Alvin Ailey American Dance Theater

Festival Theatre, Edinburgh

Mary Brennan

five stars

FROM Exodus to Revelations, the Tuesday evening programme from the Alvin Ailey American Dance Theater (AAADT) tapped into something that is remarkable and particular to this company: a kind of inner grace that transcends technique. And boy, do these dancers have bravura technique across a potent range of disparate styles.

In Exodus (2015), that style has an urban energy drawn from choreographer Rennie Harris’s own command of hip hop and street moves. America’s streets have recently witnessed the shooting down of black men by police officers, and when gunshots ring out in Exodus, Harris’s work responds not with violence, but with a tremendous surge of affirmative spirituality. That uplift of belief in the face of tribulation sees the dancers – now costumed entirely in white – bring a thrilling sense of community to the slick, quick footwork that had given a hustling edge to the opening sections. Melding all this together is the utterly compelling figure of Jamar Roberts. Tall, lithe, a visceral conduit for shifting rhythms and emotions, and emblematic of the need to find the light of hope in the face of darkness.

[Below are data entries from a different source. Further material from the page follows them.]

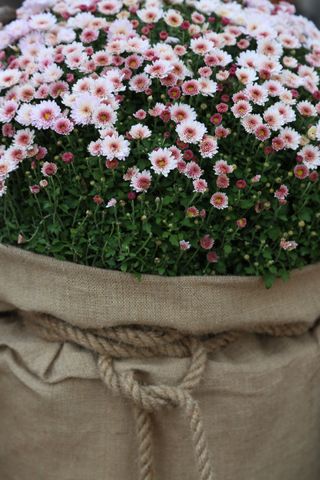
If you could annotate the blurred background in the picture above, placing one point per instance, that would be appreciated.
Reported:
(309, 8)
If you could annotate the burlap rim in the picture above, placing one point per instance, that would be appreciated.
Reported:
(93, 297)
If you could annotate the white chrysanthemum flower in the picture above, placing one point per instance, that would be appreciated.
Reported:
(191, 131)
(115, 147)
(162, 161)
(139, 131)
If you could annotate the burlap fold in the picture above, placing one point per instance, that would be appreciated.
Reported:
(259, 396)
(94, 297)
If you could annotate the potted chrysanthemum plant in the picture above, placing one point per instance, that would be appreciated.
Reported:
(176, 142)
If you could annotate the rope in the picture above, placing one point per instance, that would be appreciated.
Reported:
(133, 342)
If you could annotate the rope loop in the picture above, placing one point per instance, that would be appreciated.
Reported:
(151, 398)
(134, 342)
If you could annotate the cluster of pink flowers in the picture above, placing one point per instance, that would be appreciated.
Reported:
(74, 63)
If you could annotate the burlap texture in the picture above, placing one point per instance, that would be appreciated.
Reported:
(259, 397)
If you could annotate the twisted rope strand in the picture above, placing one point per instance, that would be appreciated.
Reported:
(144, 342)
(145, 443)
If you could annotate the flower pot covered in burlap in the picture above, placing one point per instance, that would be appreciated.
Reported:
(103, 376)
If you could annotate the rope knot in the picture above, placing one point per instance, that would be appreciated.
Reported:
(132, 342)
(151, 398)
(155, 397)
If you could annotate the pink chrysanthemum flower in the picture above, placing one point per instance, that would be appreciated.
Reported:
(140, 83)
(221, 167)
(262, 133)
(83, 108)
(115, 147)
(200, 185)
(282, 192)
(139, 131)
(63, 126)
(141, 181)
(162, 161)
(191, 88)
(219, 200)
(310, 156)
(306, 109)
(184, 245)
(104, 116)
(301, 171)
(208, 146)
(193, 170)
(24, 138)
(241, 109)
(44, 114)
(191, 131)
(49, 169)
(223, 181)
(181, 112)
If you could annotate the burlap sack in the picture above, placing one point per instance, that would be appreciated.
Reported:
(259, 396)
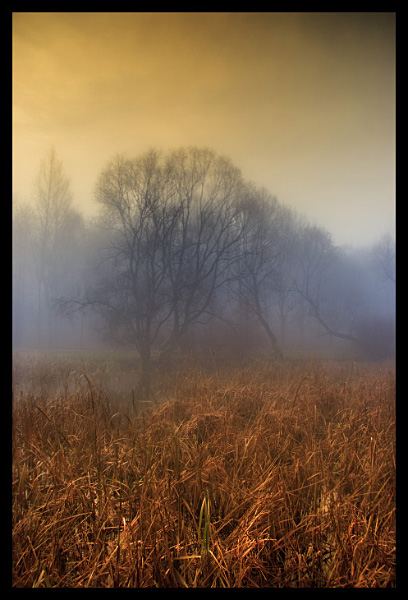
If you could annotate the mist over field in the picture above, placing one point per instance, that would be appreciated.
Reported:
(203, 300)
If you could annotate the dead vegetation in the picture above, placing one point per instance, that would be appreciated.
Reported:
(260, 477)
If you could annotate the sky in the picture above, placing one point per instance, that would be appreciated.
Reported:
(302, 103)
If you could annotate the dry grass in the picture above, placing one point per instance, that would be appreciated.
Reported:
(261, 477)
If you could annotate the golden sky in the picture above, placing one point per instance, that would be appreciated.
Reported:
(303, 103)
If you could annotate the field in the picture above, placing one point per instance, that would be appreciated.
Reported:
(270, 475)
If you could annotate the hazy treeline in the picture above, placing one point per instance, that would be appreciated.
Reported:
(186, 254)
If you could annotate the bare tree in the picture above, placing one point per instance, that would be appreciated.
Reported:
(384, 258)
(171, 225)
(56, 222)
(315, 275)
(258, 271)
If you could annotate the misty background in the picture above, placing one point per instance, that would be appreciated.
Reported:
(296, 109)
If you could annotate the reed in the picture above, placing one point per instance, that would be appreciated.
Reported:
(271, 476)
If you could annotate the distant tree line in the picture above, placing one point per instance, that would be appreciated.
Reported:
(183, 244)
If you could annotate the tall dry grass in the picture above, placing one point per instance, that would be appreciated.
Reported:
(267, 476)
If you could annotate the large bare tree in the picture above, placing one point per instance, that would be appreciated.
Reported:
(172, 231)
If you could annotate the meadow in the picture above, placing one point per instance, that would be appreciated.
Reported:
(265, 475)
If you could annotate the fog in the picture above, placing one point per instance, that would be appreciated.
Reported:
(186, 258)
(302, 103)
(204, 182)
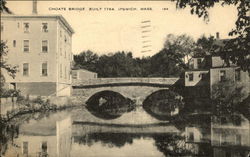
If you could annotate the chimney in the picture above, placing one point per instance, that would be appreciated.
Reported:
(217, 35)
(34, 11)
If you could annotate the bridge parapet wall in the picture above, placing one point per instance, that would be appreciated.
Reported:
(97, 81)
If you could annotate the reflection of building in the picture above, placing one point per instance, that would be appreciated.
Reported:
(197, 135)
(50, 143)
(230, 136)
(41, 47)
(82, 74)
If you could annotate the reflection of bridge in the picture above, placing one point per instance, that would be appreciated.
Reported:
(82, 128)
(133, 88)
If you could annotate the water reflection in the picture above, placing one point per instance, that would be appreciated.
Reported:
(109, 105)
(58, 135)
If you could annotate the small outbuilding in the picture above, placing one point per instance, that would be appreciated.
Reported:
(82, 74)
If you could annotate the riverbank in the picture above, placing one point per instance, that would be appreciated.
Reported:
(13, 107)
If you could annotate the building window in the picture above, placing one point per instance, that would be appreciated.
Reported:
(44, 147)
(190, 77)
(44, 69)
(74, 75)
(25, 69)
(25, 148)
(26, 27)
(45, 46)
(238, 139)
(60, 51)
(65, 38)
(65, 72)
(45, 27)
(199, 63)
(191, 136)
(14, 43)
(60, 70)
(222, 75)
(237, 75)
(26, 46)
(203, 75)
(2, 27)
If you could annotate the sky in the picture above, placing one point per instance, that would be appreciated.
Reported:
(104, 30)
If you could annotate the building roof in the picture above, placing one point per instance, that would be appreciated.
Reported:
(75, 69)
(59, 17)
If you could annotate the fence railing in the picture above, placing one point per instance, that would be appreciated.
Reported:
(96, 81)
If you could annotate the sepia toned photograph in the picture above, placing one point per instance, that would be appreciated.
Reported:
(162, 78)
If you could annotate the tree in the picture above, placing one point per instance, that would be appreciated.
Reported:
(227, 96)
(11, 70)
(237, 49)
(204, 46)
(86, 60)
(3, 7)
(170, 60)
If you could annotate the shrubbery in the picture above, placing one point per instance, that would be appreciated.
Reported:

In so many ways, Exodus is close kin to Ailey’s own Revelations (1960) which ends the evening on a high of radiant belief. Not just the belief expressed in the spirituals that underpin Ailey’s choreography of troubled, striving souls and redemptive faith, but the focussed, immersive belief that the dancers bring to everything they do. It resonates through every step and groove of Ronald K Brown’s Four Corners, with its African-inflected ebb and flow in search of solace from the lamentations of this world, and – in the partnership of Linda Celeste Sims and Glenn Allen Sims – it imbues Christopher Wheeldon’s duet, After the Rain with an intensity of trust, a shared finesse that allies power with grace. The company's new director Robert Battle is surely keeping faith with the spirit of Ailey.